Será que valeu a pena?

Em Gambela, na Etiópia, a médica Raquel Rosado e Silva sentiu o impacto da presença das equipas MSF nas mais pequenas coisas

Faz agora pouco mais de um ano que parti para Gambela, na Etiópia, junto da fronteira com o Sudão do Sul.

Foi a minha primeira e, até ao momento, única missão com Médicos Sem Fronteiras. Foi-me proposto apoiar, durante seis meses, o Serviço de Urgência do Hospital de Gambela. Este hospital foi construído para abranger uma área de 150 mil pessoas, mas, com as mesmas infraestruturas e semelhantes recursos humanos, estava a apoiar aproximadamente 800 mil. E onde quase 500 mil pessoas seriam refugiadas, naturais do Sudão do Sul.

Lembro-me que, quase a chegar ao fim da missão, estava cansada (estava muito cansada até), mas de coração cheio! Cheio de novas vivências, de novos amigos, daquela forte cultura, de casos clínicos que nunca veria no meu hospital em Portugal! Mas esse não foi o principal propósito que me levou à Etiópia… Comecei a pensar “será que valeu a pena”? O impacto de estarmos aqui é positivo?

E foi assim que revivi um dos momentos que mais me marcou. Uma tarde em que recebemos uma criança com aproximadamente quatro anos, trazida em braços pelo próprio pai, com convulsões (tónico-clónicas generalizadas). Uma pessoa com movimentos involuntários é sempre algo impressionante de se ver, principalmente, numa criança. Podem estar associadas a febre, o que não era o caso, e a maioria das convulsões cessa espontaneamente numa questão de segundos a minutos, o que também não se verificou. Tínhamos que medicar a doente! A farmácia hospitalar central apenas dispunha de medicação oral, que seria impossível administrar à criança inconsciente, sem recorrer à colocação de uma sonda (nasogástrica) e que iria demorar a actuar. Felizmente, a nossa farmácia tinha a medicação endovenosa com a qual foi possível tratar a criança de forma rápida e eficaz. Na prática, as convulsões traduzem uma atividade eléctrica cerebral anormal que, quando prolongada no tempo, pode conduzir a sequelas graves. Felizmente, não se verificaram quaisquer lesões e no dia seguinte a criança brincava com a irmã.

Este pode parecer um exemplo complexo, mas o impacto de estarmos presentes sentia-se nas mais pequenas coisas.
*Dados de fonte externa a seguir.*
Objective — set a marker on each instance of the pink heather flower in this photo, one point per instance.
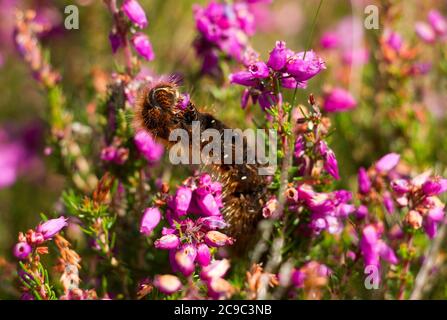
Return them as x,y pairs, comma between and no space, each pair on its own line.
115,41
431,221
362,212
298,278
299,147
167,283
387,162
213,222
388,203
364,181
184,262
329,40
438,22
51,227
148,147
208,205
219,288
338,100
331,165
259,70
373,248
330,162
305,65
182,200
135,13
425,32
143,46
217,239
400,186
167,242
203,255
217,269
151,219
22,250
244,78
278,56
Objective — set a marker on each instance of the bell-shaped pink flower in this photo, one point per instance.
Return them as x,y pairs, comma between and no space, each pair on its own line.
51,227
151,218
167,242
167,283
22,250
143,46
135,13
217,239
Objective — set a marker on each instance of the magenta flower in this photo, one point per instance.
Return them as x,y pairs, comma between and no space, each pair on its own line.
182,200
184,262
330,162
217,239
203,255
143,46
22,250
217,269
167,283
393,40
400,186
425,32
51,227
259,70
387,162
285,67
278,56
364,181
167,242
305,65
432,188
135,13
338,100
148,147
151,219
434,217
373,248
437,22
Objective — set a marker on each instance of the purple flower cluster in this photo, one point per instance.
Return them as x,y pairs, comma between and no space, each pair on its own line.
320,151
141,43
373,248
223,27
284,68
327,210
435,29
148,147
418,195
194,218
33,238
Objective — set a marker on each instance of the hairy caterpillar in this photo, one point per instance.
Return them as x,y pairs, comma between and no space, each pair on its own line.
160,109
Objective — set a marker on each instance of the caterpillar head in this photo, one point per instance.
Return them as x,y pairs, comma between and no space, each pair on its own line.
157,110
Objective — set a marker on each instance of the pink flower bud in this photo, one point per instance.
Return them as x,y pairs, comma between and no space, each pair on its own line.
216,269
51,227
143,46
167,242
217,239
135,13
203,255
150,220
167,283
22,250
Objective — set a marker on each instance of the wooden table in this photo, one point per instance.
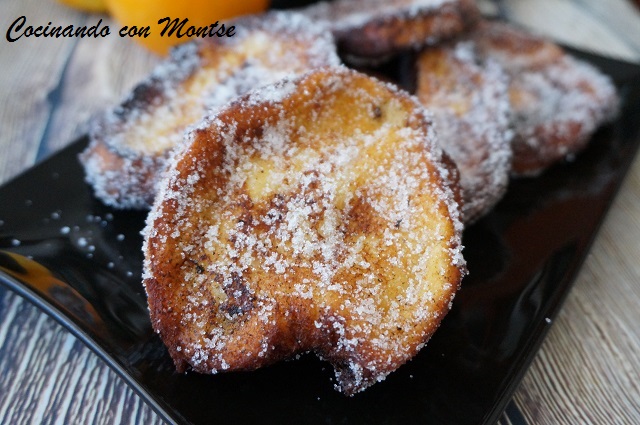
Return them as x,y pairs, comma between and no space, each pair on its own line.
586,371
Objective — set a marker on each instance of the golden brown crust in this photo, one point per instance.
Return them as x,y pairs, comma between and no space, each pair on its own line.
470,102
379,28
558,102
314,215
197,77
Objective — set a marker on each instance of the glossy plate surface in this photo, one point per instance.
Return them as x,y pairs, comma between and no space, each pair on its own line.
86,263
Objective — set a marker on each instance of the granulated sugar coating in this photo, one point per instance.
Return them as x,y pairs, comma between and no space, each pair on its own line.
130,145
558,102
378,28
470,102
314,215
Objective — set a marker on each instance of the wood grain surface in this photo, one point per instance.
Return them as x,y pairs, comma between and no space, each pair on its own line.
586,371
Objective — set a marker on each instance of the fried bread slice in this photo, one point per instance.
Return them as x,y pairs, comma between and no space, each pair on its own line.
379,28
469,98
315,215
130,145
558,101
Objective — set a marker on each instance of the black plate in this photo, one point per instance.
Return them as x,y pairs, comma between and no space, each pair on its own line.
86,265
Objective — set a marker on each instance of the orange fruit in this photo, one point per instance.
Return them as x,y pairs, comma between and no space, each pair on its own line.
87,5
143,13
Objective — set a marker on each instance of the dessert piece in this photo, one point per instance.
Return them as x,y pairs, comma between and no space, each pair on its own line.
558,101
318,215
469,98
379,28
130,144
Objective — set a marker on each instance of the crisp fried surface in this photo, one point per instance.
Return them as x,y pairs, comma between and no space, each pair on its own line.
198,76
558,102
378,28
314,215
470,102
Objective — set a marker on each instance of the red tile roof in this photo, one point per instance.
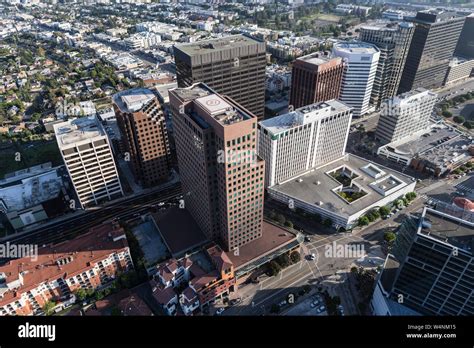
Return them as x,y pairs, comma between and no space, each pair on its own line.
82,253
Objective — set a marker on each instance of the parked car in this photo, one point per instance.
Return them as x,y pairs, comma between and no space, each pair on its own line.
235,301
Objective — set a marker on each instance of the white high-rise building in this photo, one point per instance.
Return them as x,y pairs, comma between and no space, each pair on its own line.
405,114
296,142
358,79
88,157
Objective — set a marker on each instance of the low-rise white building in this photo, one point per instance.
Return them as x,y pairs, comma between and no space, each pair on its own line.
343,190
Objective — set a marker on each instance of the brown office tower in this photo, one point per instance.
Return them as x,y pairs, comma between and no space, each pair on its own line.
233,66
315,78
142,124
221,175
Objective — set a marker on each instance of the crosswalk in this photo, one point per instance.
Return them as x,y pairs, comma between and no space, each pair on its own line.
427,198
463,187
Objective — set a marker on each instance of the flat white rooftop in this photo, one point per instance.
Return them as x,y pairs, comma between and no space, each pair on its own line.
304,115
133,100
77,130
356,47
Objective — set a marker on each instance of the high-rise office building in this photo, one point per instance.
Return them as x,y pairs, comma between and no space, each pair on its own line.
393,40
465,46
296,142
221,175
88,157
432,267
233,66
142,124
315,78
405,114
359,74
432,46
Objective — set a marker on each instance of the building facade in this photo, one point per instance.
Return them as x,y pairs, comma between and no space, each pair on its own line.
435,263
432,47
405,114
88,157
233,66
298,141
394,42
359,75
465,46
88,262
142,123
221,175
315,78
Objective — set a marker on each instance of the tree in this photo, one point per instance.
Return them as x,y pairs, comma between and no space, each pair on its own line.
274,268
283,260
81,294
327,222
384,211
275,308
390,237
295,257
363,221
115,311
48,307
280,218
317,218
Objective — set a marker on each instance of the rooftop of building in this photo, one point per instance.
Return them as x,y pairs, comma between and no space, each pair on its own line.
77,130
356,47
260,250
320,187
304,115
208,103
62,260
413,96
218,44
30,188
132,100
172,220
434,16
317,58
448,228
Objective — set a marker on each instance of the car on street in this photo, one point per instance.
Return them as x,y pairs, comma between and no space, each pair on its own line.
235,301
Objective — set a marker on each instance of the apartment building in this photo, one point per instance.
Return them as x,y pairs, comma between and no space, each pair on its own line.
393,41
221,174
142,123
88,157
296,142
233,66
432,47
89,261
430,271
315,78
359,74
405,114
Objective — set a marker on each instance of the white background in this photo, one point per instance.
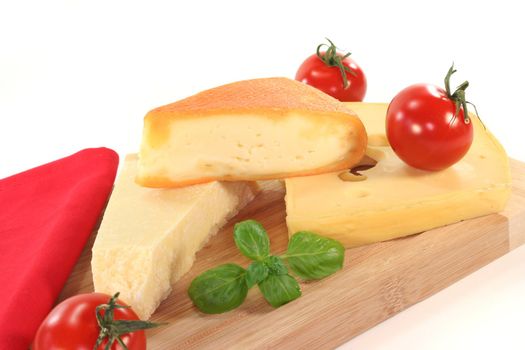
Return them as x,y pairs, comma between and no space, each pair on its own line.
76,74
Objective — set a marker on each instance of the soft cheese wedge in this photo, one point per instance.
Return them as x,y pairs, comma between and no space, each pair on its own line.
396,200
249,130
148,237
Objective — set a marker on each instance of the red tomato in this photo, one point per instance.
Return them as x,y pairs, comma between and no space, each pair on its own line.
422,129
324,71
72,325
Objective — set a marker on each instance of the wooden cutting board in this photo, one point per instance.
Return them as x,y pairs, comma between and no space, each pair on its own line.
378,281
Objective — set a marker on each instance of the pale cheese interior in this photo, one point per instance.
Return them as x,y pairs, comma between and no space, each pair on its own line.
395,199
148,237
244,146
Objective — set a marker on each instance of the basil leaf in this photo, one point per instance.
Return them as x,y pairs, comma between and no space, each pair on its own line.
251,239
313,257
256,272
280,289
276,265
220,289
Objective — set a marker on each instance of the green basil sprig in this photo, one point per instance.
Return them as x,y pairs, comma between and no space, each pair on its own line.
225,287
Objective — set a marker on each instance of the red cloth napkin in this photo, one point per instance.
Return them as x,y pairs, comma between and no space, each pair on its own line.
46,216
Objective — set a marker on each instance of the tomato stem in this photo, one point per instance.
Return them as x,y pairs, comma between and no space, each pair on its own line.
458,96
332,59
112,329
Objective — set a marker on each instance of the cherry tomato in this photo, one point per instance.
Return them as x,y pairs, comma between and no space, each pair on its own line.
72,324
423,128
333,73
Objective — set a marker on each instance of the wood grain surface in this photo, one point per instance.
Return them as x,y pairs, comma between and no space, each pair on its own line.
378,281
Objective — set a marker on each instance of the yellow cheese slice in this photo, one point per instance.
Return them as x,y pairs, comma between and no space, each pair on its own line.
148,237
257,129
396,200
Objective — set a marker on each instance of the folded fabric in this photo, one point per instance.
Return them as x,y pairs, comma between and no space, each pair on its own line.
46,216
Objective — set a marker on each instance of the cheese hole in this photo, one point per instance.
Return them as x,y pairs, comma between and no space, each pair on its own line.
362,194
355,173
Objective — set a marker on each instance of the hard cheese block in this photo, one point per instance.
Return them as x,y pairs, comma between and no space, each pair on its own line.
396,200
148,237
249,130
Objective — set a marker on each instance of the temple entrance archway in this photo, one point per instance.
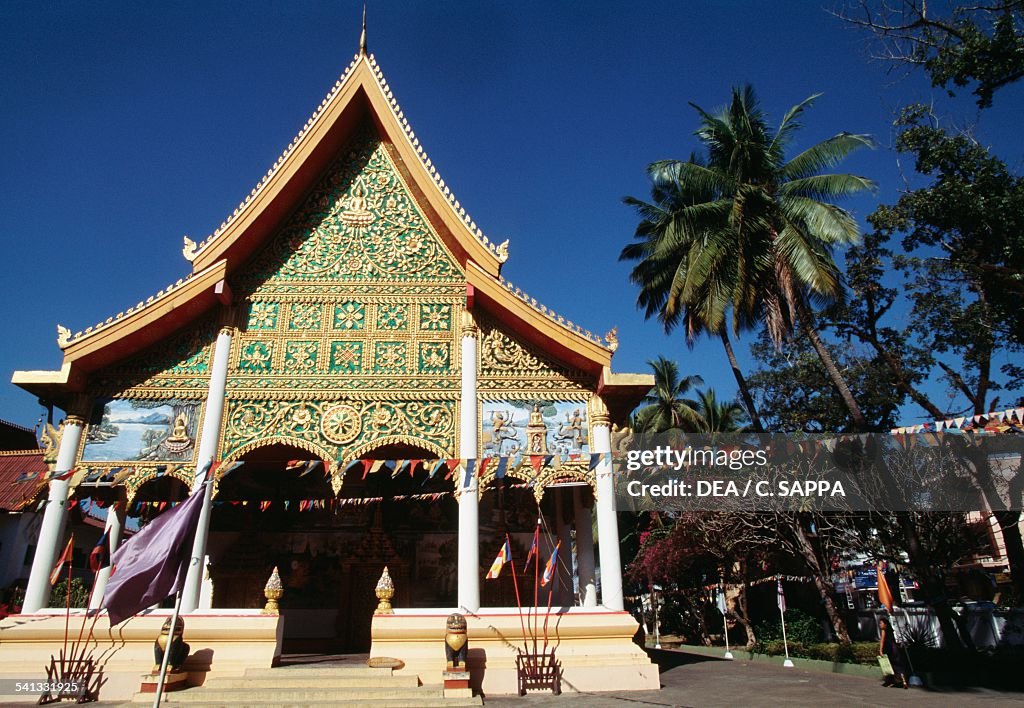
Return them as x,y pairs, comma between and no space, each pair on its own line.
330,549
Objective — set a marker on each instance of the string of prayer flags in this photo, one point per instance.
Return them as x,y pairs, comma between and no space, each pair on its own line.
228,468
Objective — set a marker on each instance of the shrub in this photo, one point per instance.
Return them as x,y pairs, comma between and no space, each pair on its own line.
79,593
858,653
800,628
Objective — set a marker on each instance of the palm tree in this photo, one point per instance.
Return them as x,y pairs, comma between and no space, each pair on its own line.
759,230
725,416
665,245
667,406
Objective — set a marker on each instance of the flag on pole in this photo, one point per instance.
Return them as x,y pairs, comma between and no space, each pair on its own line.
885,594
65,557
99,557
549,570
534,546
153,564
503,557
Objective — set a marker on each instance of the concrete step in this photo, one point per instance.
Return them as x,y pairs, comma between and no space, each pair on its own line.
320,670
327,679
375,703
299,695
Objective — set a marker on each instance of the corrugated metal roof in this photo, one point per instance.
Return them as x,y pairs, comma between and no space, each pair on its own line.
15,495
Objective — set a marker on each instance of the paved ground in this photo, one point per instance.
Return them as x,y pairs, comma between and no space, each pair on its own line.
691,680
694,680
Ações que nos são tão rotineiras, que damos como adquiridas no nosso dia-a-dia, como podermos lavar as mãos, podermos administrar oxigénio aos nossos doentes ou termos exames para nos auxiliarem nos nossos diagnósticos, não eram tão óbvias em Gambela, onde não havia água nem electricidade constantes. Foi nesse momento que compreendi porque é que a equipa era composta por tantos “logs” – as pessoas responsáveis pela logística. Porque, para providenciarmos cuidados médicos, temos de ter primeiro condições para o fazer.

Olho para trás e são incontáveis as vezes em que sem a presença de Médicos Sem Fronteiras, o desfecho teria sido diferente. Desde ruturas do estoque nacional de medicamentos para doenças tão comuns como a malária, ou a gestão de surtos, como o de sarampo.

Apercebi-me que a nossa presença era importante, não só no funcionamento habitual do hospital mas também como suporte às populações locais na resposta às adversidades que iam surgindo.

É o facto de em apenas seis meses ter conseguido ver, claramente, melhoria nos cuidados de saúde prestados que me faz perceber: Sim, valeu mesmo a pena!